0:00

In the previous segment we saw how to build public key encryption from trapdoor

functions, in this segment we're going to build a classic trapdoor function called

RSA. But first let's quickly review what a trapdoor function is. So recall that a

trapdoor function is made up of three algorithms. There is a key generation

algorithm, the function itself, and the inverse of the function. The key

generation algorithm outputs a public key and a secret key. And in this case, in

this lecture the public key is going to define a function that maps the set X onto

itself. Which is why I call these things trapdoor permutations, as opposed to

trapdoor functions, simply because the function maps X onto itself, whereas a

trapdoor function might map the set X to some arbitrary set Y. Now given the public

key, the function, as we say, basically defines this function from the set X to

the set X. And then given the secret key, we can invert this function. So this

function F evaluates the function in the forward direction, and this function F

inverse, which means the secret key SK, computes F in the reverse direction. Now

we say that the trapdoor permutation is secure if the function defined by the

public key is in fact a one-way function, which means that it's easy to evaluate,

but without the trapdoor, the secret trapdoor, it's difficult to invert. Before

we look at our first example of a trapdoor permutation, I want to do a quick review

of some necessary arithmetic facts that we're gonna need. And in particular,

let's look at some arithmetic facts modulo composites. So here we have our

modulus N, which happens to be a product of two primes, and you should be thinking

of P and Q as roughly equal size numbers, since particular P and Q are both roughly

on the size of square root of N. So both are roughly the same size. Recall that we

denoted by ZN the set of integers from zero to N minus one, and we said that we

can do addition and multiplication module N. We denoted by ZN star the set of

invertible elements in ZN. So these are all the elements, which have a modular

inverse. And we said that actually X is invertible if and only if it's relatively

prime to N. Moreover, I also told you that the number of invertible elements in ZN

star is denoted by this function phi(N). So phi(N) is the number of invertible elements in ZN

star, And I told you that when N is a product of two distinct primes, then in

fact phi(N) is equal to (P - 1) times (Q - 1) and if you extend that out, you

see that this is really equal to (N - P - Q + 1). Now remember that I said

that P and Q are on the order of square root of N which means that P + Q is

also on the order of square root of N. Which means that really phi(N) is on the

order of N minus two square root of N. So, in other words, it's very, very close to

N. Basically, subtracting the square root of N from a number, this is from, N is

going to be a huge number in our case, like 600 digits. And so subtracting from a

600 digit number, the square root of that 600 digit number, namely a 300 digit

number, hardly affects the size of the number. Which means that phi(N) is really,

really, really close to N, and I want you to remember that, because we will actually

be using this now and again. And so the fact that phi(N) is really close to N, means

that if we choose a random element modulo N It's very, very, very likely to be in ZN

star. So it's very unlikely that by choosing a random element in ZN, we will

end up choosing an element that is not invertable. Okay. So just remember that,

that in fact almost all elements in ZN are actually invertible. And the last thing

that we'll need is Euler's theorem, which we covered last week, which basically says

that for any element X in ZN star, if I raise X to the power of phi(N), I get one, in

ZN. So in other words, I get 1 modulo N. I'll say it one more time because this

is gonna be critical to what's coming. Again X to the phi(N) is equal to 1 modulo

N. So now that we have the necessary background we can actually describe the

RSA trapdoor permutation. This is a classic, classic, classic construction in

cryptography that was first published in Scientific American back in 1977, this is

a very well known article in cryptography. And ever since then, this was 35 years

ago, the RSA trapdoor permutation has been used extensively in cryptographic applications.

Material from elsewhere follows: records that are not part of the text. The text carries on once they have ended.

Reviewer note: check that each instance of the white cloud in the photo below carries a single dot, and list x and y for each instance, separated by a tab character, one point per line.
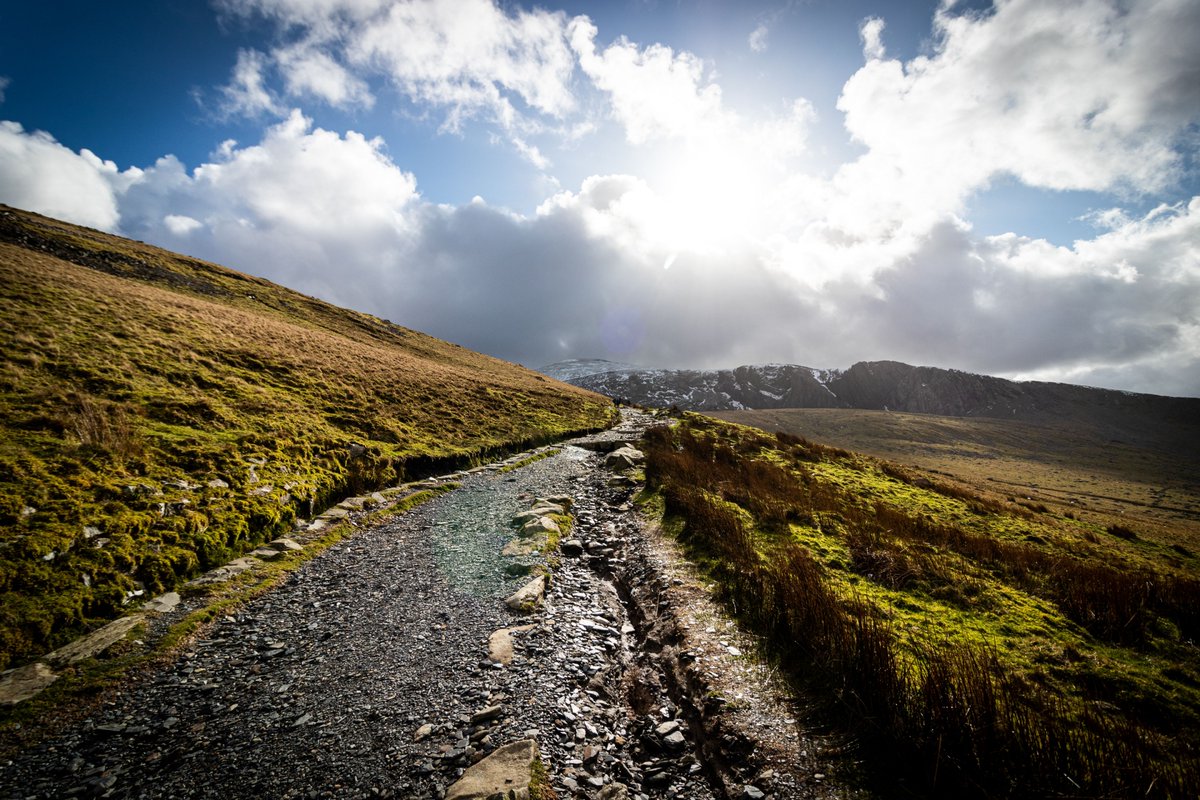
307	71
468	58
247	92
181	224
757	38
1080	95
871	32
40	174
654	91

For example, SSL and TLS use RSA both for certificates and for key exchange. There

are many secure email systems and secure file systems that use RSA to encrypt

emails and encrypt files in the file system. And there are many, many, many

other applications of this system. So this is a very, very classic, crypto

construction, and I'll show you how it works. I should say that RSA is named for

its inventors, Ron Rivest, Adi Shamir and Len Adleman, who were all at MIT at the

time they made this important discovery. So now we're ready to describe the RSA

trapdoor permutation. To do that, I have to describe the key generation algorithm,

the function ƒ and the function ƒ−1. So let's see. So the way the key

generation algorithm works is as follows: What we do is we generate two primes, P

and Q, each would be, say on the order of 1000 bits, so, you know, roughly 300

digits, and then the RSA modulus is simply going to be the product of those two

primes. The next thing we do is we pick two exponents, e and d, such that e times

d is 1 modulo phi(N). What this means is that e and d first of all are relatively

prime to phi(N) and second of all they're actually modular inverses of one another,

modulo phi(N). And then we output the public key as the pair N,e and the

secret key is the secret key N,d. I should mention that the exponent e,

that the number e is sometimes called the encryption exponent and the exponent d is

sometimes called the decryption exponent. And you'll see why I keep referring to

these as exponents in just a second. Now the way the RSA function itself is

defined is really simple. For simplicity I'm gonna define it as the function

from ZN star to ZN star. And the way the function is defined is simply given an

input X, all we do is we simply take X and raise it to the power of e in ZN. So we

just compute X to the e, modulo N. That's it. And then to decrypt, what we do is we

simply, given an input Y, we simply raise Y to the power of d, modulo N. And that's

it. So now you can see why as I refer to e and d as exponents. They're the things

that X and Y are being raised to. So let's quickly verify that F inverse really does

invert the function F. So let's see what happens when we compute Y to the d. So

suppose Y itself happens to be the RSA function of some value X. In which case,

what Y to the d is, is really RSA of X to the power of d. While X by itself is

simply gonna be X to the e modulo N, And therefore, Y to the d is simply X to the e

times d modulo N. Again, just using rules of exponentiation, the exponents multiply,

so we get X to the e times d. But what do we know about e times d? e times d we said

is one modulo phi(N). And what that means is there exists some integer such that e

times d is equal to K times phi(N) plus one. This is what it means that e times d is

one modulo phi(N). So, we can simply replace e times d by K times phi(N)+1. So, that's

what I wrote here. So, we have X to the power of K times phi(N)+1. But now again

just using rules of exponentiation, we can re-write this as X to the power of phi(N) to

the power of K times X. This is really the same thing as K times phi(N)+1 as the

exponent. I just kind of separated the exponent into it's different components.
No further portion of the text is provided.